Philip Roth vit !
Moi, j’ai perdu un père. Que j’ai à peine connu. Deux brèves rencontres, dont la première date de 2008, peu avant ma soutenance de thèse à Paris VII. Accompagné par mon fils de dix ans, on descendait Madison Avenue en direction de l’hôtel pour récupérer nos valises et partir à l’aéroport JFK. Lui empruntait le trottoir en face, au sens inverse. Il portait des sacs en plastique et il boîtait.
Des instants comme ça arrivent rarement dans la vie : il faut les saisir. La plupart des New-Yorkais ne l’auraient pas reconnu, faute de scruter le moindre article consacré à l’auteur de Portnoy.
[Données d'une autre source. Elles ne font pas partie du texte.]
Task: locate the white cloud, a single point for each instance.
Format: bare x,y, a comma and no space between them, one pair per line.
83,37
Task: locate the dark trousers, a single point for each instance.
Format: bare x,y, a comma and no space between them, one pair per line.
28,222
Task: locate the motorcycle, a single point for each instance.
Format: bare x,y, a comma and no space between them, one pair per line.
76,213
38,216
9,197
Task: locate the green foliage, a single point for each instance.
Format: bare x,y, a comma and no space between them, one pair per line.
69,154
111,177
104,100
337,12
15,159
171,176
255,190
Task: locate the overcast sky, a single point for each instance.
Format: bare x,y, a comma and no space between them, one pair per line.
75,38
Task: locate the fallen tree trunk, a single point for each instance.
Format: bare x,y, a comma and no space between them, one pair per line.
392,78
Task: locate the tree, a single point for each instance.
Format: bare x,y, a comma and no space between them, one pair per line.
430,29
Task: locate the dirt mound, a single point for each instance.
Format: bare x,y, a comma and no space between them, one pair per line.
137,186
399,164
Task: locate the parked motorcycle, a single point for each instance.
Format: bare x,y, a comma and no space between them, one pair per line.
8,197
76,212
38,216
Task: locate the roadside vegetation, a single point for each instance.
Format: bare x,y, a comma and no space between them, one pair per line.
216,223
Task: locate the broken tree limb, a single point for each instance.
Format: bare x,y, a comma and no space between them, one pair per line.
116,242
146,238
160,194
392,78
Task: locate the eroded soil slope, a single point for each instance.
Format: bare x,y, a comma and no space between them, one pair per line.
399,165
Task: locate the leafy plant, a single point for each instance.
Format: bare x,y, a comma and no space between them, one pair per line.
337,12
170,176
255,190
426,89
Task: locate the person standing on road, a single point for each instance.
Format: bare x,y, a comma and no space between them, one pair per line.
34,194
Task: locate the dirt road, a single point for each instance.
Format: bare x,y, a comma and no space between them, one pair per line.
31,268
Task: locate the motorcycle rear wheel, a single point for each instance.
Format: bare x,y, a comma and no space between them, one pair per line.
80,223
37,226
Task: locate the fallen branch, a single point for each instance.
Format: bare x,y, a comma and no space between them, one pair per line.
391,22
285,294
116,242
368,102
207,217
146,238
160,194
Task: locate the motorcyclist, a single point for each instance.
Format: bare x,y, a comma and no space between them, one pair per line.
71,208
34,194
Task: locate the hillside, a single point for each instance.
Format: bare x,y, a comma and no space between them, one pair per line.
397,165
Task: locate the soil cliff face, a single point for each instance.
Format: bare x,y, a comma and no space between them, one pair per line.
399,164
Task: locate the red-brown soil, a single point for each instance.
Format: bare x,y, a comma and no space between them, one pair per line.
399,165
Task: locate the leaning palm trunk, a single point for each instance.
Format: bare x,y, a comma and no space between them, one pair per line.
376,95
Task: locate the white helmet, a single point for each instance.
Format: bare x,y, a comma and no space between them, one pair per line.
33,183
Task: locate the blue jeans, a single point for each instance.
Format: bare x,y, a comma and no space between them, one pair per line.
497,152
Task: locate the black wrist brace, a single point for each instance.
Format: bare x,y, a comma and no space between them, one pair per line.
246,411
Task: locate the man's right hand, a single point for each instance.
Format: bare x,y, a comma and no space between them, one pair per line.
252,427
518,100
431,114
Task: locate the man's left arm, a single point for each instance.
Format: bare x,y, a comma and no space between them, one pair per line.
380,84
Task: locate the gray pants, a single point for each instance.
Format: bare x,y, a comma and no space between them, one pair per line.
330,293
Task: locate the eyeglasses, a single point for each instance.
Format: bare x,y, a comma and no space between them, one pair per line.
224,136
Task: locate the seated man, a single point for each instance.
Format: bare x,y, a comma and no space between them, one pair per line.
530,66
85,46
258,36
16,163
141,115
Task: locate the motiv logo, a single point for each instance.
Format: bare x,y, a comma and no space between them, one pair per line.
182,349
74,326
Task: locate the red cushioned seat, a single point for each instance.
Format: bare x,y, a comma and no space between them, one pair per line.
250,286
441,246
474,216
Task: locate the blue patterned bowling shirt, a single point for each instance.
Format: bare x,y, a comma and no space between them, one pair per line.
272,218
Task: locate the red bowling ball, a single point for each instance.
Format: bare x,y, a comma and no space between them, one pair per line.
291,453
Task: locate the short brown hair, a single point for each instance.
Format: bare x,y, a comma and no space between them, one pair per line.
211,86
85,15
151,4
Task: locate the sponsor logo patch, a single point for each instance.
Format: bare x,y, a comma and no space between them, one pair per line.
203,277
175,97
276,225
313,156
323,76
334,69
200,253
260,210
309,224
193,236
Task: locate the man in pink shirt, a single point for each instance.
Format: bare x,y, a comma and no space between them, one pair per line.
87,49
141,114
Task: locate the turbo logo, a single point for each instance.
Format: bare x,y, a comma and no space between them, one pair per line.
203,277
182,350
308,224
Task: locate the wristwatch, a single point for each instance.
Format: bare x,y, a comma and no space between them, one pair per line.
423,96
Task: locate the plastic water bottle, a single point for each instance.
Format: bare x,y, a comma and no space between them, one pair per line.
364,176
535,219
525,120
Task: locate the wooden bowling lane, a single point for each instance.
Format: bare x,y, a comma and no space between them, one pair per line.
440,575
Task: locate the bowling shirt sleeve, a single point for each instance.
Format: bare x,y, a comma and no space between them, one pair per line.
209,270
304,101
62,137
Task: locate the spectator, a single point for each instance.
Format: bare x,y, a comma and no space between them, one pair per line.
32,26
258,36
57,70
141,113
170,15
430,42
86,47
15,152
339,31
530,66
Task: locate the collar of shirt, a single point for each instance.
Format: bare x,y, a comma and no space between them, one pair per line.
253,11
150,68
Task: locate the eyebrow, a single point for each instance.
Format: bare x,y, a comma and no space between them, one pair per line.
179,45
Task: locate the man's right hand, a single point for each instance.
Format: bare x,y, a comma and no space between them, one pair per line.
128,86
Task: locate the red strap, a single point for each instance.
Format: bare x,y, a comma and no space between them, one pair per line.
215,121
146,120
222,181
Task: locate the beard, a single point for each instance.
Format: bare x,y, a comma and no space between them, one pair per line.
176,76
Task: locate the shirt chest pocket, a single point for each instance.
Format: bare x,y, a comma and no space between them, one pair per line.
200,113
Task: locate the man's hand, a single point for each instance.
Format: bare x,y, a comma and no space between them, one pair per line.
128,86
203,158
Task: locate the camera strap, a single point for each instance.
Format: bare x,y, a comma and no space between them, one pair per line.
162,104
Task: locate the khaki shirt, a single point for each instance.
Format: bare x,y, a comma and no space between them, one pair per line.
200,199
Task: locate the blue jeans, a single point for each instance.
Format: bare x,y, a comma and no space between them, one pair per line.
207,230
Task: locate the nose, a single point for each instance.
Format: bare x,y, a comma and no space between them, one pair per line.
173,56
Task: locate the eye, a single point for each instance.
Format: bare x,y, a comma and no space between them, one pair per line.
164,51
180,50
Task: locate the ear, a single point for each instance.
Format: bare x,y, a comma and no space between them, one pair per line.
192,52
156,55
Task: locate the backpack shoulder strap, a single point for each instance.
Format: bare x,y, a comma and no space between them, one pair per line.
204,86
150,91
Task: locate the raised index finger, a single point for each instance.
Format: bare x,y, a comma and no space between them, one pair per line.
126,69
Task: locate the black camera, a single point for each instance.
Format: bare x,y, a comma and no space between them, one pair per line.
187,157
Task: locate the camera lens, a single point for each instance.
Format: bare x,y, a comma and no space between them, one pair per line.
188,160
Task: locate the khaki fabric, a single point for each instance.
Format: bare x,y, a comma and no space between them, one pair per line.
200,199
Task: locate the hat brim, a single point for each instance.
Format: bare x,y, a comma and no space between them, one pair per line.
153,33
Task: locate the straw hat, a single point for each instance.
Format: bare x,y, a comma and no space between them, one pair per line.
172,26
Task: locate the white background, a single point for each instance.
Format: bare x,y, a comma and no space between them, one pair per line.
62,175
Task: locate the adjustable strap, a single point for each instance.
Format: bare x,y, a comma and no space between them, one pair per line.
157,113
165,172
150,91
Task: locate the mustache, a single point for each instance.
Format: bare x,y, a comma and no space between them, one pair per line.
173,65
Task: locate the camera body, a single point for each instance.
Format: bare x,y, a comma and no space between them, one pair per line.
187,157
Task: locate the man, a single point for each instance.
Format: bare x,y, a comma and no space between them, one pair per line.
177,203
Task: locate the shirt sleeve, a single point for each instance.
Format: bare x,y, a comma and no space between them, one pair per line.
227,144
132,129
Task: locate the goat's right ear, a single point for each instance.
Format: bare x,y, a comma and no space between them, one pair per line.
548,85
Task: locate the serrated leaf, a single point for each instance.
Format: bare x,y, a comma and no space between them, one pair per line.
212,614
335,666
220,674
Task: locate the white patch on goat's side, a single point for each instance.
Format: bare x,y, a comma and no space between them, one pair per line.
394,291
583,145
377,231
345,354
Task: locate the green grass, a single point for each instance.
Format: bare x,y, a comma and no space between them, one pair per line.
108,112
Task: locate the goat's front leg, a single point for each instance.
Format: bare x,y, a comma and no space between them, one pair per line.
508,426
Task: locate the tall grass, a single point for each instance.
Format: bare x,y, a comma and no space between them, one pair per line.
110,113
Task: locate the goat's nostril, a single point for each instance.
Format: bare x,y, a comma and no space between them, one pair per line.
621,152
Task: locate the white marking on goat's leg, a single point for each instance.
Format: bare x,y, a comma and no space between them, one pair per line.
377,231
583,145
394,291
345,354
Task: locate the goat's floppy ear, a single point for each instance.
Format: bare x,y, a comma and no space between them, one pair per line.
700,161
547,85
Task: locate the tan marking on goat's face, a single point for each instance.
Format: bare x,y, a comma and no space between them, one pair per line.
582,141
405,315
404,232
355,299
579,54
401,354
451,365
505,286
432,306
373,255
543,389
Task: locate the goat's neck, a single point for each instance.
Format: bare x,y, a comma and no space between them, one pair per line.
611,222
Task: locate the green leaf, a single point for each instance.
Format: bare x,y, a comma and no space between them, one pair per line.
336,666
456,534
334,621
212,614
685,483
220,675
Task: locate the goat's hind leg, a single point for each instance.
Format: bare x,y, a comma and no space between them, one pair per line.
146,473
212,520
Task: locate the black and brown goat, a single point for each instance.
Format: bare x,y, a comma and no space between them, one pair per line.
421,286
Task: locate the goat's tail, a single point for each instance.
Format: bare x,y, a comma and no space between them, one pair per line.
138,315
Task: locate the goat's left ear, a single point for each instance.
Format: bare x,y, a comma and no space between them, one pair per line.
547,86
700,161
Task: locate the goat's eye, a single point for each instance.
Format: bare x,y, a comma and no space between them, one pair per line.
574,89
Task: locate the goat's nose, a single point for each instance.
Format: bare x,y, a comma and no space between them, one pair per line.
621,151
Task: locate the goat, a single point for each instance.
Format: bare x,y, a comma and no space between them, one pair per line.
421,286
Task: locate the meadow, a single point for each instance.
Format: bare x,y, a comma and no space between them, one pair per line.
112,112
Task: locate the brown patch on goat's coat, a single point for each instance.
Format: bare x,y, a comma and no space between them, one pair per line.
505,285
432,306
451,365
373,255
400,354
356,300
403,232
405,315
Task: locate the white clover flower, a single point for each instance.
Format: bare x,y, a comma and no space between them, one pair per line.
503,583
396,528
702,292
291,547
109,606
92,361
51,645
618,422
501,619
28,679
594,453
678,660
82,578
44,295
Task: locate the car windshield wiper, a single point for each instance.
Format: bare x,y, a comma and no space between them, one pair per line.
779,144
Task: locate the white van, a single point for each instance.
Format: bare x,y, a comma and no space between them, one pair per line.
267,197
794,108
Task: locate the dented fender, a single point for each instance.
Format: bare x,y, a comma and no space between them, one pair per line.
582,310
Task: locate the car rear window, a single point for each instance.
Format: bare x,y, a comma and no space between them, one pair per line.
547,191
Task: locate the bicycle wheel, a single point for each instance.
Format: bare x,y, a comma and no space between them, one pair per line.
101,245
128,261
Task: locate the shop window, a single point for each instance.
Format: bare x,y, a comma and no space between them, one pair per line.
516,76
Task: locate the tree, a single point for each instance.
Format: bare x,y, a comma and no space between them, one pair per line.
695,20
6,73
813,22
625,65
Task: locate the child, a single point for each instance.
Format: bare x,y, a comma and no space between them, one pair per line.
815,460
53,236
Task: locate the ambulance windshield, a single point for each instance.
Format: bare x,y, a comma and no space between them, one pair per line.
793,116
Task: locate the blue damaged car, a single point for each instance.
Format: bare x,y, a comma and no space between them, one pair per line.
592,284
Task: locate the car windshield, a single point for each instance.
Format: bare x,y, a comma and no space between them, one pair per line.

C’est vrai, même en 2008, lorsqu’on songeait à Roth, on ne l’imaginait pas si pâle et fragile, faisant ses propres courses, ramenant de petits trucs à manger un samedi soir devant la télé, après être descendu chez le Coréen (l’équivalent à l’époque de l’épicerie arabe à Paris).
« Give me your hand », ai-je hurlé à mon enfant, sans explication, saisissant sa petite main grassouillette dans la mienne, traversant l’avenue à toute allure, évitant les voitures, me dirigeant tout droit vers la longue silhouette ambulante. Comment ignorer la ressemblance entre mon comportement et celle de ses personnages secondaires, ces ratés flagorneurs dont le héros essaie de se débarrasser ?
« I know you don’t like this, l’ai-je apostrophé, en arrivant à son niveau. Mais c’est plus fort que moi, je vous ai consacré dix ans de ma vie, dans quelques mois je vais soutenir ma thèse de doctorat, à Paris.
— Oh, vous vivez à Paris ! Pourquoi ?
— Ça a toujours été mon rêve.
— C’est bien de le réaliser. »
Je lui ai présenté mon fils, qui regardait bouche bée l’idole de son père.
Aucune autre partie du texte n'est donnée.